Autoregressive Image Generation without Vector Quantization

Annotated Paper Link: Google Drive Link

These are notes for Li et al. (2024).

This paper introduces the usage of ARMs for image generation using continous representations (no quantization as in VQ-VAE) by using a diffusion model to model \(p(x_i|z_i)\). The ARM is used to model \(p(z_i|z_{<i})\).

Method

First of all, generative models don’t require a categorical probability distribution, \(p(x|z)\). Instead the distribution must have two properties: (1) it need to have a loss function that measure the difference between the estimated distribution and the true distribution, and (2) a sampler that can sample from the distribution \(x \sim p(x|z)\).
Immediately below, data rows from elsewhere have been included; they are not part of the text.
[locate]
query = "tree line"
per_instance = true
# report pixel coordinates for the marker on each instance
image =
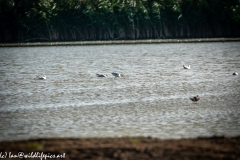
(81, 20)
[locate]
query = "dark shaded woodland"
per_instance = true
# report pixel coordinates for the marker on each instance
(82, 20)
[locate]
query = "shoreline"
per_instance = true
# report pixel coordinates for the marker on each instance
(114, 42)
(129, 148)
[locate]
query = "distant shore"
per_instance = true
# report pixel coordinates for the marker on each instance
(113, 42)
(127, 148)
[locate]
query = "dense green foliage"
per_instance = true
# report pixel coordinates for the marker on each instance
(71, 20)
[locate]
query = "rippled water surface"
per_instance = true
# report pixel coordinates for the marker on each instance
(151, 99)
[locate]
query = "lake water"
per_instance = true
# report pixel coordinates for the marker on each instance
(151, 99)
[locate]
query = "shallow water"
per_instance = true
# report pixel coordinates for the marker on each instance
(151, 99)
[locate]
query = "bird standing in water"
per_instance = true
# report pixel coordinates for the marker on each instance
(195, 99)
(101, 75)
(186, 67)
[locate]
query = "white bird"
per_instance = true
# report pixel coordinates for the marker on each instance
(235, 73)
(101, 75)
(116, 74)
(195, 99)
(42, 77)
(186, 67)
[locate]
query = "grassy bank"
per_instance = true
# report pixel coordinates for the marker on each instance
(150, 41)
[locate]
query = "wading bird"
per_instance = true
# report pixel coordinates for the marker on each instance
(186, 67)
(235, 73)
(42, 77)
(101, 75)
(116, 74)
(195, 99)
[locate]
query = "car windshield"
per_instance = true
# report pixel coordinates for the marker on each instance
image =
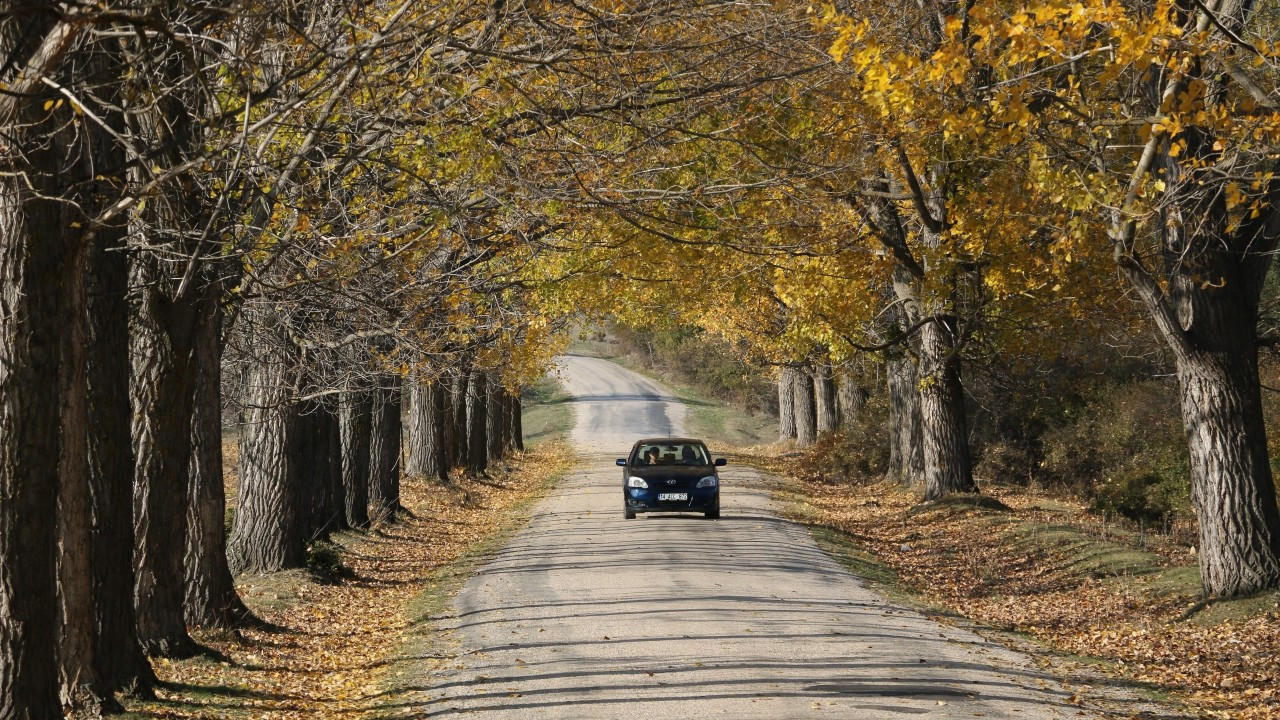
(671, 454)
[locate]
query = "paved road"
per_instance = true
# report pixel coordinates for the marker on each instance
(589, 615)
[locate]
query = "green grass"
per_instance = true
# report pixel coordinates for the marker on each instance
(411, 665)
(547, 415)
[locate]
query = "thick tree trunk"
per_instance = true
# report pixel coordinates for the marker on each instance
(787, 377)
(824, 399)
(211, 600)
(356, 424)
(32, 269)
(163, 326)
(478, 411)
(384, 452)
(947, 468)
(805, 408)
(1232, 484)
(161, 390)
(905, 433)
(1212, 273)
(496, 415)
(318, 460)
(268, 532)
(120, 664)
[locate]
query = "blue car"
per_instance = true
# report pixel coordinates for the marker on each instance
(670, 475)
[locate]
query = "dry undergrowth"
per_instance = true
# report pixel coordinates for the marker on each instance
(337, 638)
(1046, 569)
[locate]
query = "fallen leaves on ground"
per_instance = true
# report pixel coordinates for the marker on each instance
(336, 641)
(991, 566)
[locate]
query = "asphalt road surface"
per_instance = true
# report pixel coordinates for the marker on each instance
(588, 615)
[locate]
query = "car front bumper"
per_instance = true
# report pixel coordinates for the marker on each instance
(645, 500)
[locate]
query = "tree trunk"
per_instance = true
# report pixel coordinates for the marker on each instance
(384, 454)
(511, 418)
(211, 600)
(32, 269)
(805, 409)
(120, 664)
(1203, 296)
(458, 405)
(161, 390)
(851, 399)
(356, 425)
(318, 460)
(494, 419)
(906, 437)
(268, 532)
(947, 468)
(824, 399)
(1212, 332)
(78, 678)
(517, 424)
(786, 402)
(478, 411)
(428, 441)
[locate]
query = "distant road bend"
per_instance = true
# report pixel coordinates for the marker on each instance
(585, 615)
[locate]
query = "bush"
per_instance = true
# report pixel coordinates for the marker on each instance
(856, 454)
(1124, 451)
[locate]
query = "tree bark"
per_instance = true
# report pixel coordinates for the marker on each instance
(786, 402)
(268, 532)
(161, 390)
(356, 422)
(824, 399)
(851, 399)
(318, 461)
(78, 678)
(1211, 328)
(458, 424)
(805, 408)
(496, 414)
(119, 661)
(385, 452)
(428, 433)
(905, 432)
(510, 425)
(478, 411)
(947, 466)
(211, 600)
(517, 424)
(33, 258)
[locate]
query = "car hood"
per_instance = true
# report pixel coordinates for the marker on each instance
(673, 472)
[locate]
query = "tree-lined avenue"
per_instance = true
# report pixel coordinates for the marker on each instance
(588, 615)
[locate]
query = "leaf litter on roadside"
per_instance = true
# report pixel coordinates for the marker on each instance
(337, 641)
(979, 563)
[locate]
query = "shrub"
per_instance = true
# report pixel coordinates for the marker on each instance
(1124, 451)
(856, 454)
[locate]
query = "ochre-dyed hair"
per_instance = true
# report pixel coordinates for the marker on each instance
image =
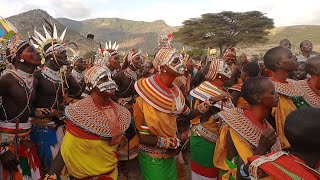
(251, 87)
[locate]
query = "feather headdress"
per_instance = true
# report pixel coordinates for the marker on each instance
(49, 42)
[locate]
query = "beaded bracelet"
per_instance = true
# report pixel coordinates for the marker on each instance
(144, 127)
(145, 132)
(166, 143)
(4, 149)
(186, 112)
(51, 177)
(243, 173)
(202, 108)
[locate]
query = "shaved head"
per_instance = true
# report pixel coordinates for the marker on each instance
(285, 43)
(313, 65)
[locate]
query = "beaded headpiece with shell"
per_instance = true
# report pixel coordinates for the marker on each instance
(10, 39)
(75, 53)
(49, 43)
(103, 54)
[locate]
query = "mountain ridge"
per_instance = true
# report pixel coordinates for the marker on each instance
(141, 34)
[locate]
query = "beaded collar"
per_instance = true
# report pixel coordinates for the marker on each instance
(206, 90)
(90, 118)
(311, 97)
(25, 77)
(288, 89)
(78, 76)
(51, 75)
(236, 119)
(155, 93)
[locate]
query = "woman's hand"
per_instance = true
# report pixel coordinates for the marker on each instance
(267, 139)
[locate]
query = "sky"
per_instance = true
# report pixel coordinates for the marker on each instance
(173, 12)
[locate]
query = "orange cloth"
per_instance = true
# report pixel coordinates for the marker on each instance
(160, 123)
(280, 113)
(210, 125)
(221, 151)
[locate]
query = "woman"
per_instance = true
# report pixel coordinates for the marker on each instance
(94, 129)
(205, 128)
(245, 131)
(155, 114)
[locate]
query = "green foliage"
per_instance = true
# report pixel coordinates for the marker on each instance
(225, 29)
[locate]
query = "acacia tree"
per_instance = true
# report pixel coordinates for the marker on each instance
(225, 29)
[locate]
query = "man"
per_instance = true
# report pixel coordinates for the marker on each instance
(155, 114)
(281, 61)
(243, 60)
(200, 76)
(109, 57)
(310, 88)
(230, 58)
(17, 95)
(205, 128)
(285, 43)
(94, 129)
(245, 131)
(306, 48)
(125, 79)
(47, 132)
(77, 73)
(300, 73)
(184, 81)
(248, 71)
(300, 163)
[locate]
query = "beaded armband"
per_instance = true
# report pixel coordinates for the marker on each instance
(42, 112)
(243, 173)
(186, 112)
(4, 149)
(168, 143)
(202, 108)
(144, 130)
(51, 177)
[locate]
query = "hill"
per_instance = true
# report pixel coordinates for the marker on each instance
(137, 34)
(27, 21)
(143, 35)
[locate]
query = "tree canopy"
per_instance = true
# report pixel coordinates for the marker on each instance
(225, 29)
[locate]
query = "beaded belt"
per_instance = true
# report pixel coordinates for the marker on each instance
(203, 132)
(42, 123)
(156, 152)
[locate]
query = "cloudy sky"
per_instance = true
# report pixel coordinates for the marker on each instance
(284, 12)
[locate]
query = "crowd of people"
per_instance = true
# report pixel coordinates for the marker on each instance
(67, 117)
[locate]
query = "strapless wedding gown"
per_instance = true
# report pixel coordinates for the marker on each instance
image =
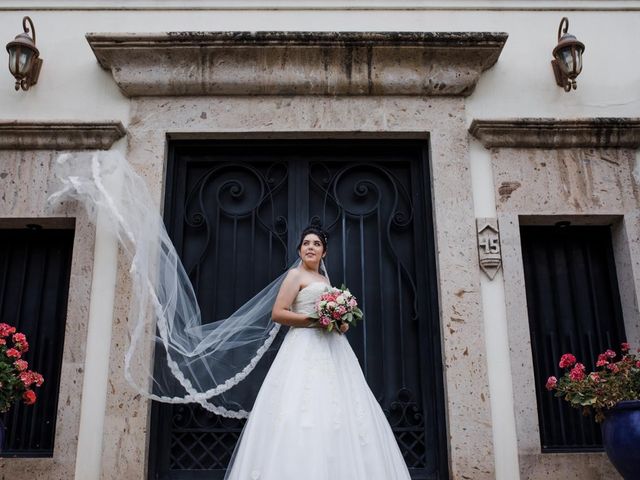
(315, 417)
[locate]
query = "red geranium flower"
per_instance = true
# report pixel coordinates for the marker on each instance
(567, 360)
(551, 383)
(21, 365)
(29, 397)
(12, 353)
(602, 360)
(577, 372)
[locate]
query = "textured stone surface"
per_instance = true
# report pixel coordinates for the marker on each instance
(289, 63)
(557, 133)
(24, 187)
(438, 120)
(585, 186)
(59, 135)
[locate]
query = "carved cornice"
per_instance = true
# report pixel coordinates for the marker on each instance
(296, 63)
(59, 135)
(556, 133)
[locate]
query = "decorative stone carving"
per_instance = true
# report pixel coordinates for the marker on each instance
(296, 63)
(59, 135)
(556, 133)
(489, 255)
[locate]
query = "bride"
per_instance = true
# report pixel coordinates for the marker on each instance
(315, 417)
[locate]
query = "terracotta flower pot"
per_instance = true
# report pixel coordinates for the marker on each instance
(621, 438)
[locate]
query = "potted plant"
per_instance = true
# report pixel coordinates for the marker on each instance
(16, 380)
(612, 392)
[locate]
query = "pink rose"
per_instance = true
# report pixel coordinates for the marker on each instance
(551, 383)
(567, 360)
(577, 372)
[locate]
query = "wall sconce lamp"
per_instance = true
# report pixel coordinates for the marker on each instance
(24, 57)
(567, 57)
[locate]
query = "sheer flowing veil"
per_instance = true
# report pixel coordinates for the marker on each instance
(194, 362)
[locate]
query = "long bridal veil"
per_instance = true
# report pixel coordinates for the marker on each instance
(193, 362)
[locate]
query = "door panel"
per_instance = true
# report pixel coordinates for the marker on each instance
(235, 210)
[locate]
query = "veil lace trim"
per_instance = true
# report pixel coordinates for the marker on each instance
(208, 362)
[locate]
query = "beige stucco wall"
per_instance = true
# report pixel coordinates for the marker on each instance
(25, 185)
(73, 87)
(585, 186)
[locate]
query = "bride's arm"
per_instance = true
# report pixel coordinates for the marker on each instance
(286, 295)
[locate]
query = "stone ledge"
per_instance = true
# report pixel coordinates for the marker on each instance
(296, 63)
(557, 133)
(59, 135)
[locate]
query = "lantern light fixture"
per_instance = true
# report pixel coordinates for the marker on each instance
(567, 57)
(24, 57)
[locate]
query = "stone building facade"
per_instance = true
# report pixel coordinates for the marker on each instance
(471, 80)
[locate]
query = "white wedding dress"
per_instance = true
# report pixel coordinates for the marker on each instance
(315, 417)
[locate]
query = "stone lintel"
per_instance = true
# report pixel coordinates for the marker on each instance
(297, 63)
(558, 133)
(53, 135)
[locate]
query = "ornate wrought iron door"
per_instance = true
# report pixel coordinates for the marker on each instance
(235, 210)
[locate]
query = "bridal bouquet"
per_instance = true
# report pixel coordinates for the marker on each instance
(16, 381)
(335, 307)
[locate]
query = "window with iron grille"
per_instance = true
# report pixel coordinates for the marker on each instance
(574, 306)
(35, 265)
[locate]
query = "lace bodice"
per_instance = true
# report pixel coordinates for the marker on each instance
(307, 297)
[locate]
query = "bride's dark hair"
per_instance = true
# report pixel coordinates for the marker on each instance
(316, 230)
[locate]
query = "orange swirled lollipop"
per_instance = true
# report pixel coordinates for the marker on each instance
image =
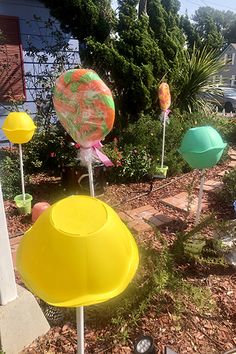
(84, 106)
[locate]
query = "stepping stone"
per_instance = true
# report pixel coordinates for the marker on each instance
(136, 218)
(125, 217)
(139, 226)
(158, 219)
(212, 186)
(141, 212)
(232, 164)
(180, 202)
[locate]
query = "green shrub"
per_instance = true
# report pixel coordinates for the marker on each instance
(140, 144)
(49, 150)
(10, 173)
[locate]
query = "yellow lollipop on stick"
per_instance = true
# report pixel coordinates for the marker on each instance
(19, 128)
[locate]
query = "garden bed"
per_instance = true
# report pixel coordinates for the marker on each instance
(188, 306)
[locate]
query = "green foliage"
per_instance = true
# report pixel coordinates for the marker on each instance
(157, 283)
(228, 192)
(49, 150)
(10, 173)
(215, 26)
(137, 151)
(133, 54)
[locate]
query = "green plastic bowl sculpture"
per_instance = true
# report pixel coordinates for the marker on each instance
(202, 147)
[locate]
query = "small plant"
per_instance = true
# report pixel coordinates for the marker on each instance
(10, 173)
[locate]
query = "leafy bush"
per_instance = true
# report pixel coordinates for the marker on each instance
(49, 150)
(10, 173)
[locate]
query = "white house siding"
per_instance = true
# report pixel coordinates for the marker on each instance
(228, 73)
(35, 31)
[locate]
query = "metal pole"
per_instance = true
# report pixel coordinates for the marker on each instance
(8, 291)
(91, 185)
(80, 310)
(163, 139)
(22, 172)
(80, 329)
(199, 207)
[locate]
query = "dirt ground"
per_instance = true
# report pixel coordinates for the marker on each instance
(194, 329)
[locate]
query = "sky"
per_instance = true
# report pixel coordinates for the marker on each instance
(192, 5)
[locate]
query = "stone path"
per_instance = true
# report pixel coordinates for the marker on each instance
(147, 217)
For diffusion, the loss can be defined as

\[ L(z, x) = \mathbb{E}_{\epsilon, t} \left[ \| \epsilon - \epsilon_\theta(x_t | z_t, t) \|^2 \right] \]

Sampling is done via reverse diffusion process.

We first produce \(z_i\) by a network \(f(x_1, \ldots, x_{i-1})\) and then sample \(x_i\) from \(p(x_i|z_i)\). \(f\) is an ARM. The difussion loss is applied on \(p(x_i|z_i)\) and backpropagated to the ARM.